Leaps and Bounds

December 1, 2012, Department, by Danielle Taylor

Majestic views of the Rocky Mountains and a welcoming community feel were just a few of the reasons Erie, Colorado's population has shot up so dramatically in the past two decades. Municipality: City of Erie, Colorado
Population: 18,505
Year Agency Founded: 2007
Annual Operating Budget: $4,744,544
Agency Head: Jill Wait, Parks & Recreation Director

Essential Information: One recreation and community center, 198 acres of developed parkland, one 41-acre community park, nine neighborhood parks, 600 acres of open space, 33 miles of trails, one skatepark, one outdoor spraypad, one inline skating rink, one cultural/historical site, 11 picnic areas, 20 athletic fields, 12 playgrounds, two reservoirs with fishing access, one sand volleyball court, one cemetery, one concessions facility.

Growth Spurt:
The past two decades have been an exciting period of change for Erie, Colorado, and its newly founded parks and recreation department has done an admirable job of keeping up. Erie’s 1990 population of 1,258 had remained relatively stable for several decades, but when new housing developments were built to accommodate the influx of suburbanites from the nearby cities of Denver and Boulder, the population shot up to nearly 6,300 by 2000 and more than 18,000 by 2010.

“Prior to 2000, streets in downtown Erie weren’t even paved!” says Parks and Recreation Director Jill Wait. “These new residents were crying out for places to play—parks, trails, playgrounds, open spaces, ball fields, and a community/senior center.” In 2006, voters approved a $16.8 million bond initiative to build a community center, and the new Department of Parks and Recreation was formed in May 2007.

Since then, Erie Parks and Recreation has grown from a staff of 12 to a dedicated corps of 29 full-time staff and 161 part-time and seasonal staff, augmented by nearly 10,000 volunteer hours each year. And this agency’s staffers aren’t satisfied with simply providing the basics—they’re committed to offering exciting, innovative opportunities for recreation and play. One example is the Erie Community Skatepark, scheduled to open this month, which will be the first public Street League-Certified Skatepark in the world. Other offerings include a wide variety of non-traditional fitness programs, including TRX Suspension Training and Nia, and hugely popular community events, like the Great Erie Outdoor Adventure, a community-wide campout that drew 689 overnight campers in 2012.

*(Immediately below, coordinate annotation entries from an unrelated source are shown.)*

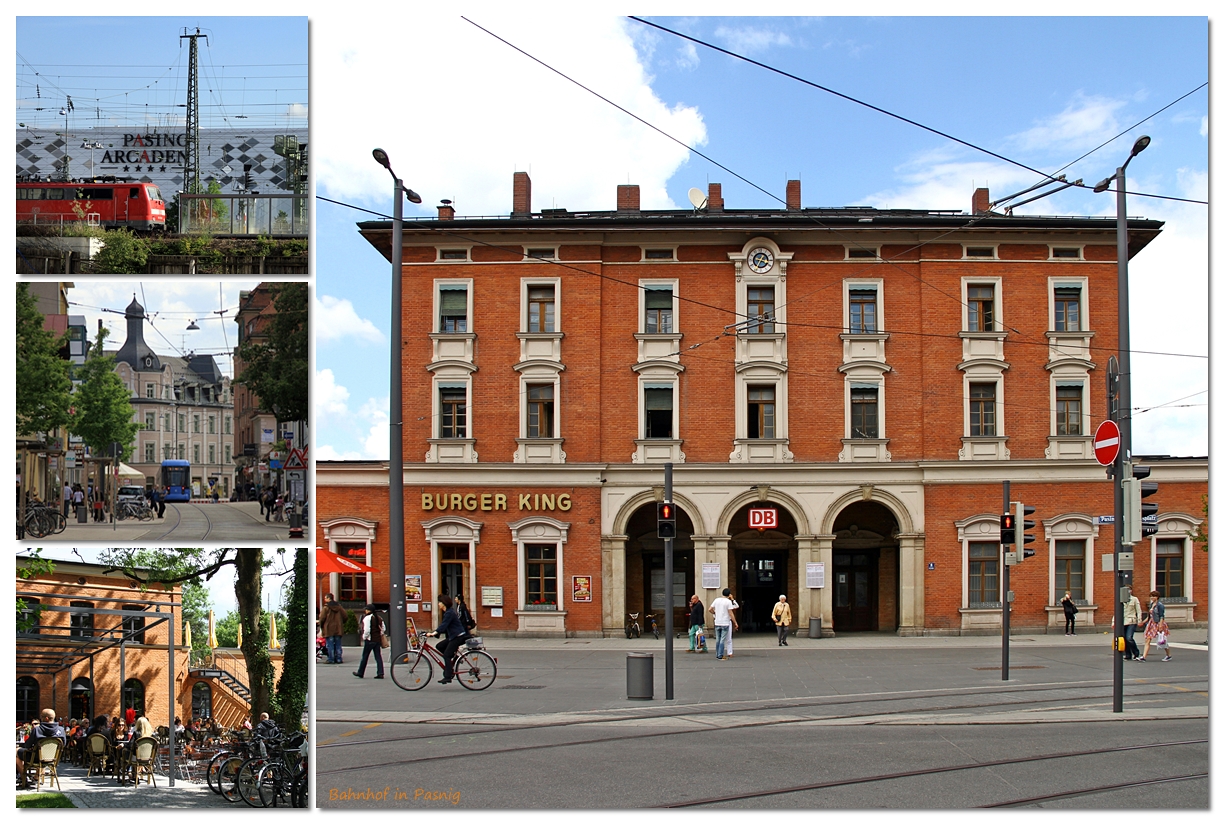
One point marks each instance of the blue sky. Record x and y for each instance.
(253, 70)
(1041, 91)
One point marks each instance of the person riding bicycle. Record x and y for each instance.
(455, 634)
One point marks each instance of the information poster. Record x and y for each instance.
(814, 576)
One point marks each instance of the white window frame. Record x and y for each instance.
(658, 286)
(998, 305)
(442, 284)
(524, 301)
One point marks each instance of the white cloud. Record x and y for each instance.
(748, 40)
(335, 318)
(529, 118)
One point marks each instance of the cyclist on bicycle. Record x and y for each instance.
(455, 634)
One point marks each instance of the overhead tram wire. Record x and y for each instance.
(881, 110)
(778, 199)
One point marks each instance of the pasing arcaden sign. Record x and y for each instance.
(498, 502)
(149, 148)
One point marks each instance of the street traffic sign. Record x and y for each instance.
(1108, 443)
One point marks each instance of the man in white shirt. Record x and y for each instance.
(722, 609)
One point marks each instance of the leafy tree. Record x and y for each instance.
(43, 383)
(276, 366)
(292, 693)
(104, 413)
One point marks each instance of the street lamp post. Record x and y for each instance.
(397, 531)
(1124, 412)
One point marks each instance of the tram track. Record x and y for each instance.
(695, 713)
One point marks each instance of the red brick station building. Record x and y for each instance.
(871, 375)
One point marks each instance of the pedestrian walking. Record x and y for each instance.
(721, 608)
(781, 616)
(1131, 619)
(1157, 628)
(332, 620)
(455, 634)
(696, 625)
(373, 639)
(1071, 610)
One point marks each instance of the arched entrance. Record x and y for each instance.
(761, 565)
(646, 568)
(864, 588)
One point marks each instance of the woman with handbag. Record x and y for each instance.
(373, 640)
(1157, 628)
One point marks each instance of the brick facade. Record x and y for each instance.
(832, 364)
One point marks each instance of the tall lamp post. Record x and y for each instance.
(397, 531)
(1124, 412)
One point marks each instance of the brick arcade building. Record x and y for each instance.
(872, 375)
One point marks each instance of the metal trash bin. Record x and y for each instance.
(640, 676)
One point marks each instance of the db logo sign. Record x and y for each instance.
(763, 519)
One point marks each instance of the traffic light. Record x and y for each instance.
(1008, 529)
(1020, 525)
(1140, 518)
(667, 513)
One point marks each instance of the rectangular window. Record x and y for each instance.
(983, 573)
(761, 412)
(658, 412)
(1066, 309)
(453, 311)
(658, 311)
(983, 409)
(452, 412)
(1171, 568)
(863, 309)
(1071, 568)
(1069, 411)
(760, 309)
(541, 308)
(540, 411)
(864, 413)
(81, 624)
(540, 573)
(981, 314)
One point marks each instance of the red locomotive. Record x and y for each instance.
(104, 201)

A defining measure of the department’s success is its recent CAPRA accreditation, which the agency was awarded at the 2012 NRPA Congress and Exposition. CAPRA, the Commission for Accreditation of Park and Recreation Agencies, recognizes park and recreation agencies for excellence in operations and service through an extensive process that evaluates an agency’s compliance with the 144 standards for national accreditation. Erie passed with flying colors, achieving a rare 100-percent compliance rate. The agency was also recognized as a finalist for the 2012 National Gold Medal for Excellence in Park and Recreation Management at the 2012 Congress.

Erie has achieved a lot in only five years of existence, but the department sees this as just the beginning.

“Earlier this year, Erie voters approved a 10-year extension to the trails and natural areas property tax by an overwhelming majority (75 percent to 25 percent)—further evidence that parks and recreation amenities and services in Erie are essential to our residents’ quality of life,” Wait says. “Team Erie is committed to our vision: Erie is a community where everyone participates in recreational experiences that engage, inspire, and enrich lives.”